Andrew Back andy at smokebelch.org
Fri Dec 1 08:38:02 GMT 2006


On Fri, 1 Dec 2006, Kyle Gordon wrote:

> Cure my curiosity folks... before I open up the machine and put the kit in for
> some bonnie++ tests...
>
> What is likely to be faster... both hosted in a Dell 1600SC and set up in a
> software (mdadm) RAID5 setup. Total space is not an issue.
>
> 3 18.2GB Quantum Atlas 3 drives, connected to an Adaptec 29160 - giving 36GB
>
> or
>
> Caviar 80GB (Master) + DiamondMax 60 (slave) on the internal IDE controller +
> Deskstar 120GXP on a PCI Ultra100 TX2 card - giving 120GB

What configuration gives 120GB from 80 + 60?

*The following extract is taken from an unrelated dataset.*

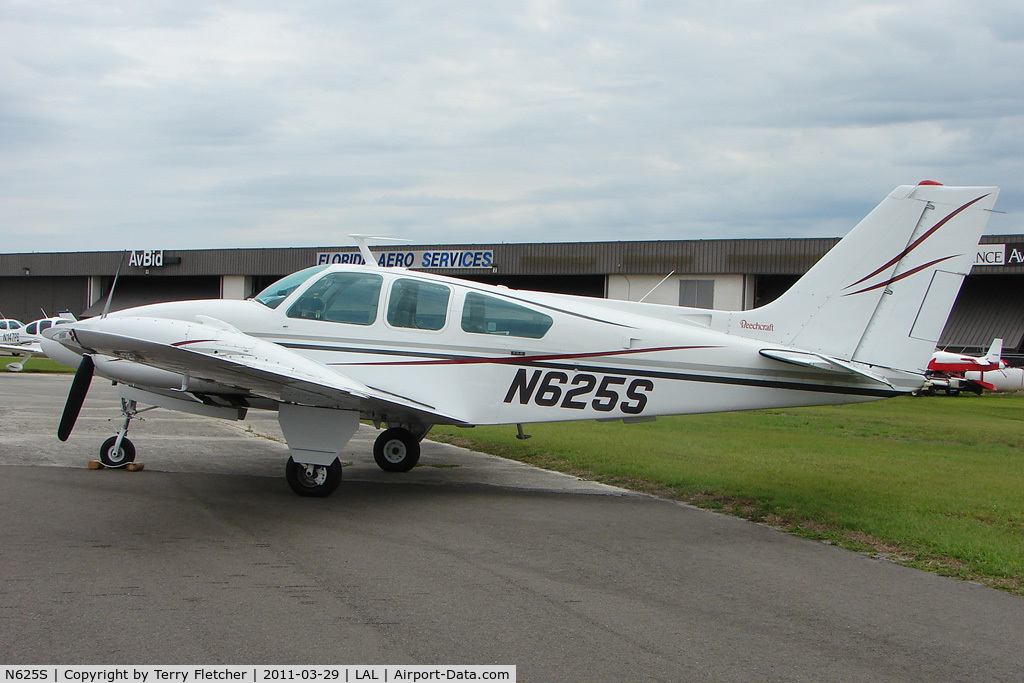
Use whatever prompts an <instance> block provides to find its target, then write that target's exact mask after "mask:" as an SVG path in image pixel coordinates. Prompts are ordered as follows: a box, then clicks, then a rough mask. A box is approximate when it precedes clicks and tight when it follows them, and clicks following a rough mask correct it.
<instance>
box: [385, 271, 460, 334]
mask: <svg viewBox="0 0 1024 683" xmlns="http://www.w3.org/2000/svg"><path fill="white" fill-rule="evenodd" d="M451 296H452V290H451V289H449V288H447V287H445V286H443V285H435V284H434V283H426V282H423V281H420V280H412V279H409V278H402V279H400V280H396V281H394V284H393V285H392V286H391V298H390V299H389V300H388V306H387V322H388V325H390V326H392V327H395V328H412V329H414V330H440V329H441V328H443V327H444V321H445V319H446V318H447V303H449V299H450V298H451Z"/></svg>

> Am I wrong in thinking that the SCSI drives will be faster than the IDE setup,
> given their age? The DiamondMax is ATA66 whereas the Caviar and DeskStar are
> ATA100, but the Quantums are Ultra160. The Quantums however, are older, and
> the primary use of this will be ~, where random access will be preferred over
> sequential streaming.

It may not be the case any more given advances in IDE/ATA technology but 
it certainly used to be that all other things being equal SCSI would win 
where the workload was of a more random nature. It's bus protocol is 
(was?) more advanced and allowed command queueing. The OS could send 
a bunch of requests at the drive and it would be able to service them in 
the order it saw fit based on where the heads where at. Whereas with IDE 
everything was serialised and the drive would have to wait for the blocks 
to pass the heads, service that request, and then take another request, 
wait for the data to go by the heads and so on.. So SCSI made sense in 
file servers and multiuser systems, and IDE in the likes of a video 
editing workstation where access would be largely sequential.

Of course then you have to factor in drive the performance, cache and so 
on. And overhead/benefits of disk configuration options - RAID*/JBOD.

There may be other benefits to SCSI I've missed, and I admittedly know 
little if anything about modern ATA drives.